The listed hedge fund sector has shrunk considerably in the past ten years. Many closed due to returns underperforming broader equities markets and the rise of liquid alternative funds (like UCITS funds in Europe) offered better liquidity and the opportunity to liquidate at the prevailing NAV of the share class. Indeed, many listed funds trade at a discount to the underlying NAV of the fund, which may put the listed vehicle investor at a disadvantage compared to those invested in the underlying fund when seeking to redeem.
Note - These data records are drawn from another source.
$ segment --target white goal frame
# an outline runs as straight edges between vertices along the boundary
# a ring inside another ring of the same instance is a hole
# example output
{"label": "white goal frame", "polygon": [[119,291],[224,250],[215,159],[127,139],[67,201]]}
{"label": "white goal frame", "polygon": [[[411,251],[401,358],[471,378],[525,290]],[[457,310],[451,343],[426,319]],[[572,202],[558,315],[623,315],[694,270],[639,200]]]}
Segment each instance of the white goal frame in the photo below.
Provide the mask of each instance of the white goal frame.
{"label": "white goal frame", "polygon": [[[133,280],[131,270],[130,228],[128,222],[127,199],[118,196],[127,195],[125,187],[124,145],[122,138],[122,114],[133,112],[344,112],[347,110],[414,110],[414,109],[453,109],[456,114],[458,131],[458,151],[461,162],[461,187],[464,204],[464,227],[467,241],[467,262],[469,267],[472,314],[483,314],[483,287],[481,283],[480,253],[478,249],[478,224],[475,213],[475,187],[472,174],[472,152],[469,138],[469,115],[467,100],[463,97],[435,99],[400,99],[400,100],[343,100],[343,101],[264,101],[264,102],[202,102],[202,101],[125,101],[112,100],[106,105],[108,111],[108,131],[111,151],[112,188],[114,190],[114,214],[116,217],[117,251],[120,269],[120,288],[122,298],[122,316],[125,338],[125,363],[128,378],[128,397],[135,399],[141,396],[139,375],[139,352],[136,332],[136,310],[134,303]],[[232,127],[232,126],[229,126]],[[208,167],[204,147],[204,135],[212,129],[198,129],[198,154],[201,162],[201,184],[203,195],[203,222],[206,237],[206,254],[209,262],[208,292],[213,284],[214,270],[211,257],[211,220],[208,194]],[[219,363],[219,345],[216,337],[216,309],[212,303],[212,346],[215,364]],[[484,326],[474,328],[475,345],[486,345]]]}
Macro hedge funds, however, tend to do better in times of equity market distress; in 2008, the HFRI Macro Index was up +4.83% and is down only -0.33% through the end of February this year. Managers of these funds tout their lack of correlation to equity and credit markets. Due to this minimal, near zero, correlation to equities and credit, BHGG offers considerable downside protection during periods of market turbulence. For example, during the last five years there have been five months - January 2016, October 2018, December 2018, May 2019 and March 2020 - when the S&P 500 index dropped by more than 5% and BHGG was up in all of them. Indeed, BHGG has had only one down year – 2015 when its GBP share class fell 1.3% – since it listed in May 2008.

Some institutional investors, however, won’t allocate directly to hedge funds and many high net worth and family office investors, even if they meet the accredited/professional investor requirements set by regulators, can’t afford the minimums. Using listed vehicles like BHGG is a way to gain exposure to these kind of investment strategies in a listed investment company format and is something Bunbury urges investors of all kinds to consider.

“It’s useful to have assets that are not correlated with equities and make money when equities are falling. The function of BHGG is not to try and outsmart equities in a bull market; it’s to provide a balance of safe haven assets,” he said.

No-one knows when the world economy will begin to emerge from its current turmoil and some observers say that it could get worse before it gets better. Meanwhile, investors like Pershing Square Capital Management's Bill Ackman have spoken about the potential for bargains given the current state of equity markets and others have said that equities have further to fall when companies report their Q1 and Q2 financials. Bunbury urges caution.

“Apart from a few setbacks, equities have had an unprecedentedly long run since March 2009 but people with experience know they won’t go up forever,” he said. “Equity investors had no idea what was going to hit them in February and March this year. Equities are an underlying route into the real-world economy; they’re clearly going to take a material hit because of the shutdown in so many countries and they will take time to recover. A prudent portfolio manager should have a good look at whether they hold safe harbour assets to offset the risk. BHGG gives investors access to Brevan Howard’s proven high-quality risk management in a listed vehicle that can diversify their portfolios.”